Ensure that the people who can answer critical project questions are on your core team — from those doing the work to the ones who know the direction executive management wants. In addition, make sure your team members consist of the people who are making the final decisions on objectives and budgets and will be approving the project at key milestones.
#2. Have a clear idea of what the project should accomplish.
The most common mistake is that the project members are not driving toward the same goal. Develop a document, such as a creative brief, that captures the key points of the project. This will provide a foundation to enable the team to work successfully together and act as a valuable reference throughout the process.
#3. Obtain buy-in from executive management.
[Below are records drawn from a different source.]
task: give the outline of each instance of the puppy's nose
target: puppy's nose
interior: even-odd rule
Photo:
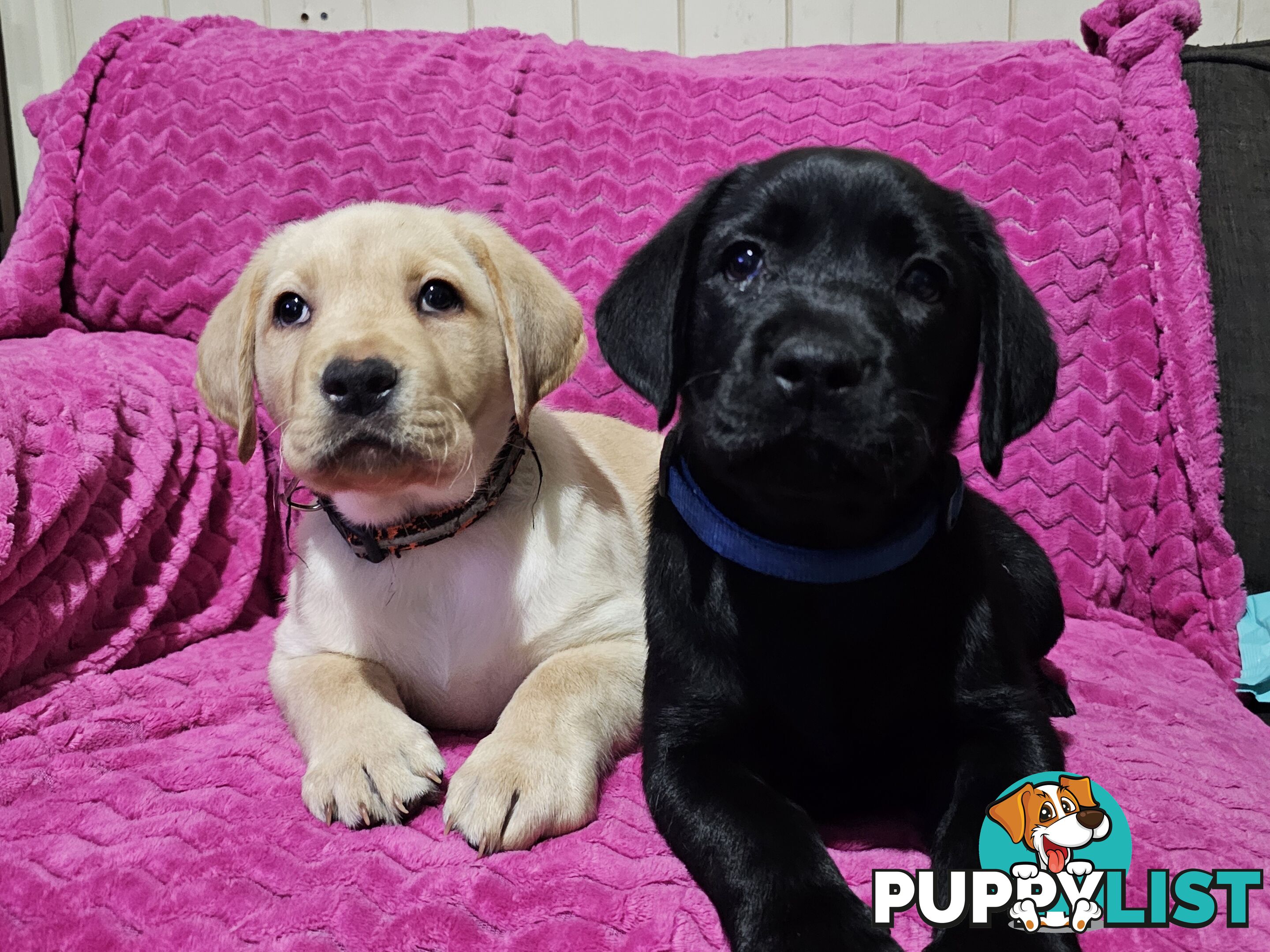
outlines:
[[[1087,830],[1096,830],[1101,826],[1104,817],[1106,817],[1105,812],[1093,809],[1081,810],[1076,814],[1076,821]]]
[[[772,354],[776,385],[791,400],[813,393],[838,393],[864,381],[867,363],[841,345],[806,338],[787,338]]]
[[[349,360],[338,357],[321,374],[321,392],[339,413],[370,416],[392,396],[396,367],[378,357]]]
Once the final draft of your creative brief is complete, present it to the executive management for their blessing. After their approval is received, you'll have their commitment to the project, lessening the chance the project parameters will change further down the road.
#4. Know your budget.
As part of the management approval process, the project budget should also be finalized. It is best to keep strict accountings of the project costs so there are no surprises at the end of the project — such as running out of money before it's finished.
#5. Create your schedule.
Not having a schedule is like driving and not knowing what roads you need to take to reach your destination. Create a schedule that contains the project's key milestones and owners and due dates for each. That way the project won't miss deadlines.
#6. Set reasonable expectations.
This is easier said than done, but it is important that all team members and executive management understand what can and cannot be accomplished within the timeframe and budget. Pushing the envelope is fine; push too far, and quality — along with deadlines — will slip, and the project will suffer.
#7. Line up your reviewers.
Identify those who will review the project and obtain their commitment to quick review turnarounds. Give them a few days' notice before they need to review something, so they can arrange their schedule accordingly.
#8. Lead weekly team meetings.
Hold brief weekly meetings to discuss obstacles and brainstorm solutions, provide progress reports, and identify action items. Meeting notes should be distributed soon after to the wider team, including executive management.
#9. Check in frequently with your team.
Being aware of the status of the project elements on a daily basis will help you to react quickly to any problems and to resolve them before the project deadline is endangered.
#10. Understand that things will go wrong.
No matter how carefully you plan, it is guaranteed that at least one thing will go wrong. By staying calm and having a strong project team with whom to brainstorm options, you will still be able to keep the project on track.